Mortgage industry mourns death of Patti Cook

Former FoA CEO retired in 2022 to focus on her health

Patricia “Patti” Cook, who broke the glass ceiling in the mortgage industry during a successful 45-year career, died on Friday at her home in New York. She was 70 years old.

Cook retired as CEO of Finance of America in June 2022 to focus on her health. She is survived by her three daughters, Kathleen Cook Suozzi, Colleen Cook Flannery, Annie Cook Carroll and her six grandchildren, as well as her sisters Laurie Bonello and Marybeth Solazzo.

“Patti was not only a remarkable leader but also a cherished friend and mentor,” Finance of America said in a statement following her death. “She demonstrated how to put family first, sharing stories of time with her children and grandchildren and supporting others to do the same.”

The statement continued: “Her loss is deeply felt, particularly by many here who worked with her closely for years, and we will miss her. Let us remember Patti for her professional achievements but most importantly for the incredible person she was. Her impact on Finance of America and all of us will never be forgotten.”

A native of Long Island, Cook earned an MBA from New York University and began her career at financial firm Arthur Young. She became the head of fixed income at Solomon Brothers in 1979. It was unusual for a woman to hold such a position on Wall Street at the time.

“For me, I wasn’t focused on women being unique in the workplace or having a bigger mountain to climb or anything like that,” she told HousingWire’s Sarah Wheeler in early 2022. “I genuinely feel I was lucky to have that job and I demonstrated that in my approach to work.”
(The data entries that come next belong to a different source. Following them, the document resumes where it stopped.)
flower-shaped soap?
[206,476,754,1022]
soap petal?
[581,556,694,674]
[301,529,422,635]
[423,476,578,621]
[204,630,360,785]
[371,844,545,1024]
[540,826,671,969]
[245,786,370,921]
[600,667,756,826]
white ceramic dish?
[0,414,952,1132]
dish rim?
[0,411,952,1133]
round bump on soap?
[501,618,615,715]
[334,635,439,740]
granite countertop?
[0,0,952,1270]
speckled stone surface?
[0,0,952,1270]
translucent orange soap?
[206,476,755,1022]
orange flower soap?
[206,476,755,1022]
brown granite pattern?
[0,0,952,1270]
She added: “I put my head down, worked hard every day, and I was rewarded for it. That commitment to excellence and working hard — even on the days when you might not feel up to it — really shaped my outlook and has been a key driver in my success.”

Cook became a managing director at Fisher Francis Trees & Watts before rising to become Chief Investment Officer of JPMorgan and then Chief Investment Officer for Prudential.
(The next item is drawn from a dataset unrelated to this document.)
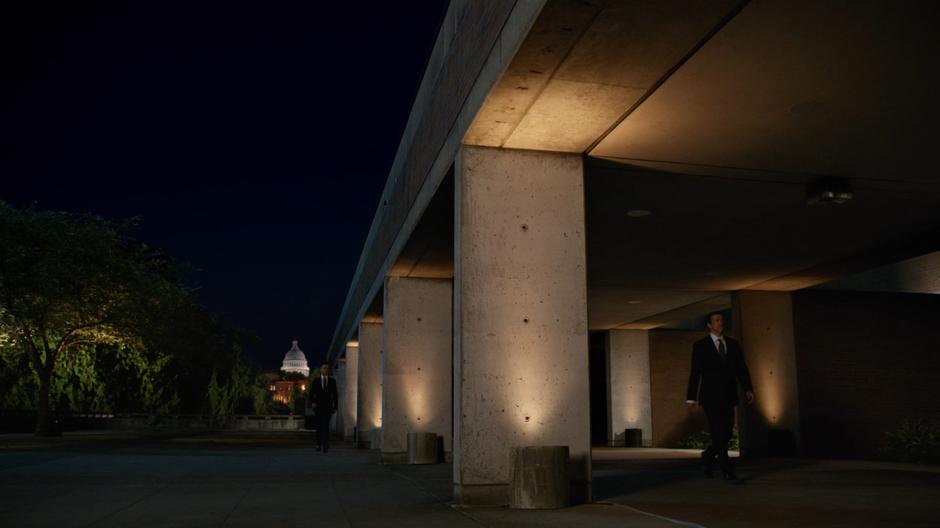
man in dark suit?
[685,312,754,480]
[310,363,339,453]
Between 2004 and 2008, during the height of the financial crisis, she served as executive vice president and chief business officer at Freddie Mac. In 2016, Cook joined Finance of America and took the company public. It was a top 15 lender in 2021 and she was named a HousingWire Woman of Influence.

After retiring from FoA in 2022, Cook spent her last months traveling and with family. She crossed the Drake Passage to Antarctica, biked in Vietnam, went whale watching in Canada, ranched in Montana and went skiing in Utah, according to her obituary.

“While known for her financial acumen, her real legacy is the humility and humanity which characterized her life’s pursuits,” her obituary read. “The eternal optimist to her last breath, she saw potential and goodness in all she touched, and had an unmatched dedication to helping others see it too.”